Alonso Hugo, Mendonça Teresa, Rocha Paula
Unidade de Investigação Matemática e Aplicações, Universidade de Aveiro, Campus Universitário de Santiago, 3810-193 Aveiro, Portugal.
Neural Netw. 2009 May;22(4):450-62. doi: 10.1016/j.neunet.2009.01.015. Epub 2009 Mar 21.

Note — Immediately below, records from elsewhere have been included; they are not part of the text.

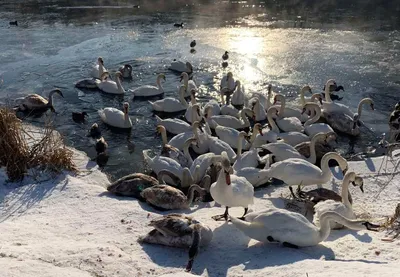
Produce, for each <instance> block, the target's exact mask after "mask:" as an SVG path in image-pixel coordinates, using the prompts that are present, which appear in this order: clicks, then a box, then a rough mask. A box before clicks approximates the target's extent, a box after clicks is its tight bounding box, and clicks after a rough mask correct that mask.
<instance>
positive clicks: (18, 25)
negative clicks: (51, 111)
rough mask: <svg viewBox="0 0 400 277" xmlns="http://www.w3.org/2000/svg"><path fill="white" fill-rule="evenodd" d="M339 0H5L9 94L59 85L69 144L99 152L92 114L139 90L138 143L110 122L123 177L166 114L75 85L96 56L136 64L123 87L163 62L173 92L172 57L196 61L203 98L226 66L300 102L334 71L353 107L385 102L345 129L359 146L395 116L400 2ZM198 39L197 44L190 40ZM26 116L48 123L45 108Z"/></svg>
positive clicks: (7, 95)
mask: <svg viewBox="0 0 400 277" xmlns="http://www.w3.org/2000/svg"><path fill="white" fill-rule="evenodd" d="M300 2H301V3H300ZM332 2H335V1H236V2H235V1H195V2H190V1H88V0H87V1H62V0H60V1H22V0H20V1H17V0H14V1H1V3H0V19H1V20H0V38H1V41H0V104H1V103H3V104H6V103H9V102H10V101H11V100H12V99H14V98H16V97H20V96H23V95H25V94H28V93H32V92H35V93H39V94H43V95H45V93H46V92H47V91H49V90H50V89H52V88H53V87H60V88H61V89H62V90H63V93H64V96H65V98H64V99H61V98H56V97H55V108H56V110H57V111H58V115H57V116H55V117H54V120H55V125H56V126H57V130H58V131H60V132H61V133H62V134H64V135H65V137H66V138H67V142H68V144H69V145H71V146H73V147H76V148H77V149H79V150H83V151H85V152H87V153H88V154H89V156H91V157H93V156H94V154H95V152H94V148H93V145H92V144H91V142H90V141H89V140H88V139H87V138H86V136H85V135H86V130H87V129H88V127H89V126H90V125H91V124H92V123H94V122H99V123H100V118H99V117H98V115H97V110H98V109H100V108H103V107H118V108H121V106H122V105H121V104H122V102H123V101H124V100H125V101H129V102H130V104H131V109H130V116H131V118H132V120H133V122H134V127H133V130H132V134H131V137H130V139H131V141H132V142H133V143H134V145H135V150H134V151H133V153H129V151H128V142H127V137H128V135H127V134H125V133H119V132H115V131H114V130H110V129H109V128H108V127H107V126H105V125H104V124H100V127H101V128H102V129H103V133H104V137H105V139H106V140H107V141H108V143H109V146H110V155H111V158H110V161H109V163H108V165H107V166H106V168H105V170H106V171H107V172H109V173H110V174H112V175H113V177H114V178H115V177H120V176H122V175H125V174H128V173H131V172H135V171H142V170H143V164H142V160H143V158H142V150H143V149H148V148H157V147H158V148H159V147H160V144H161V139H160V138H158V139H155V138H154V134H155V122H156V121H155V118H154V116H153V114H152V111H151V110H150V108H149V104H148V103H147V101H140V100H136V99H135V101H132V99H131V98H132V97H131V96H130V95H129V94H126V95H125V97H112V96H109V95H105V94H102V93H100V92H87V91H81V90H78V89H76V88H74V83H75V82H76V81H77V80H79V79H82V78H85V77H88V76H89V74H90V70H91V66H92V64H93V63H94V62H95V61H96V59H97V57H98V56H102V57H103V59H104V61H105V66H106V68H107V69H108V70H109V71H112V72H115V70H117V69H118V67H119V66H120V65H122V64H125V63H130V64H132V66H133V72H134V78H133V80H132V81H124V82H123V86H124V87H125V89H130V88H134V87H136V86H139V85H142V84H154V83H155V78H156V75H157V74H158V73H160V72H163V73H165V74H166V77H167V81H166V82H165V83H164V84H163V86H164V89H165V91H166V96H169V95H176V92H177V85H178V80H179V77H178V75H176V74H174V73H173V72H170V71H168V70H167V66H168V65H169V63H170V61H171V60H173V59H174V58H176V59H181V60H189V61H191V63H192V64H193V65H194V67H195V71H196V80H197V81H198V82H199V83H200V84H201V86H200V88H201V93H199V95H198V97H199V101H206V100H207V99H210V98H212V97H215V96H216V93H215V91H216V89H215V88H217V87H218V84H219V80H220V78H221V76H222V74H224V73H226V72H227V71H228V70H229V71H232V72H233V73H234V75H235V77H237V78H238V79H240V80H241V81H242V83H244V86H245V88H246V91H247V92H255V91H265V90H266V86H267V84H268V83H272V84H273V89H274V91H276V92H281V93H284V94H285V95H287V96H288V97H289V99H290V101H291V102H293V103H294V101H295V99H296V95H297V93H298V91H299V88H300V87H301V86H303V85H305V84H309V85H310V86H312V87H313V89H314V91H321V89H322V87H323V85H324V83H325V81H326V80H327V79H329V78H335V79H336V80H337V81H338V83H340V84H342V85H343V86H344V87H345V89H346V91H345V92H344V94H343V95H344V96H345V98H344V99H343V100H342V103H345V104H347V105H349V106H350V107H352V109H354V110H356V107H357V104H358V101H359V100H360V99H361V98H363V97H371V98H372V99H374V101H375V107H376V109H377V110H376V111H374V112H369V111H368V112H366V113H363V116H362V119H363V121H364V122H365V123H366V125H367V126H368V128H369V129H367V128H365V129H364V132H363V134H362V135H361V137H360V138H359V139H357V140H356V141H349V139H348V138H345V137H342V138H341V139H340V149H338V151H340V152H341V153H343V154H346V155H347V154H348V153H349V151H350V152H351V151H355V152H359V151H362V150H363V149H365V148H366V147H367V146H370V145H375V144H376V143H377V141H378V139H377V137H378V136H379V135H380V134H381V133H383V132H387V130H388V126H387V119H388V115H389V113H390V111H391V109H392V107H393V106H394V104H395V103H396V102H397V101H399V100H400V94H399V91H400V77H399V76H400V75H399V74H398V72H399V70H400V33H399V31H398V29H399V25H400V21H399V17H398V14H399V13H398V11H399V10H400V5H399V4H398V3H397V2H398V1H384V2H383V1H370V2H366V1H361V0H360V1H352V4H347V2H350V1H336V3H334V4H332ZM381 2H382V3H381ZM299 3H300V4H299ZM133 5H140V8H135V7H134V6H133ZM11 20H18V24H19V25H18V27H16V26H9V23H8V22H9V21H11ZM175 22H185V23H186V25H185V28H183V29H177V28H174V27H173V23H175ZM193 39H196V41H197V46H196V53H195V54H191V53H190V51H189V50H190V48H189V43H190V41H191V40H193ZM225 50H228V51H230V53H231V54H230V59H229V67H228V68H226V69H223V68H222V67H221V65H220V63H221V55H222V54H223V52H224V51H225ZM71 111H86V112H88V113H89V120H88V122H87V124H84V125H79V124H76V123H74V122H73V121H72V118H71ZM28 120H29V121H31V122H33V123H35V124H41V123H42V122H44V121H46V120H47V119H46V117H42V118H30V119H28Z"/></svg>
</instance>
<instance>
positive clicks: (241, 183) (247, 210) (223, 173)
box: [210, 153, 254, 221]
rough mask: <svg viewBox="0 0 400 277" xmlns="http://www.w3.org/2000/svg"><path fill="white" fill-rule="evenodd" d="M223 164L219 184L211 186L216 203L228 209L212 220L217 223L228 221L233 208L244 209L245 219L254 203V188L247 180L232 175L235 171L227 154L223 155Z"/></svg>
mask: <svg viewBox="0 0 400 277" xmlns="http://www.w3.org/2000/svg"><path fill="white" fill-rule="evenodd" d="M221 164H222V170H221V171H220V173H219V176H218V179H217V182H215V183H213V184H212V185H211V187H210V193H211V196H212V198H213V199H214V200H215V202H217V203H218V204H220V205H222V206H225V207H226V208H225V213H224V214H222V215H216V216H213V217H212V218H213V219H214V220H216V221H218V220H221V219H225V221H227V220H228V216H229V208H231V207H243V208H244V214H243V216H242V218H243V217H244V216H245V215H246V214H247V212H248V207H249V205H252V204H253V203H254V187H253V185H252V184H251V183H249V182H248V181H247V180H246V178H244V177H238V176H236V175H231V173H232V171H233V169H232V167H231V165H230V161H229V159H228V157H227V156H226V153H223V154H222V160H221Z"/></svg>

This paper addresses the problem of using Hopfield Neural Networks (HNNs) for on-line parameter estimation. As presented here, a HNN is a nonautonomous nonlinear dynamical system able to produce a time-evolving estimate of the actual parameterization. The stability analysis of the HNN is carried out under more general assumptions than those previously considered in the literature, yielding a weaker sufficient condition under which the estimation error asymptotically converges to zero. Furthermore, a robustness analysis is made, showing that, under the presence of perturbations, the estimation error converges to a bounded neighbourhood of zero, whose size decreases with the size of the perturbations. The results obtained are illustrated by means of two case studies, where the HNN is compared with two other methods.
本文探讨了使用霍普菲尔德神经网络(HNNs)进行在线参数估计的问题。如本文所述,HNN是一个非自治非线性动力系统,能够生成实际参数化的随时间演变的估计值。与文献中先前考虑的假设相比,本文在更一般的假设下对HNN进行了稳定性分析,得出了一个较弱的充分条件,在该条件下估计误差渐近收敛于零。此外,还进行了鲁棒性分析,结果表明,在存在扰动的情况下,估计误差收敛到零的有界邻域,其大小随扰动大小的减小而减小。通过两个案例研究说明了所获得的结果,其中将HNN与其他两种方法进行了比较。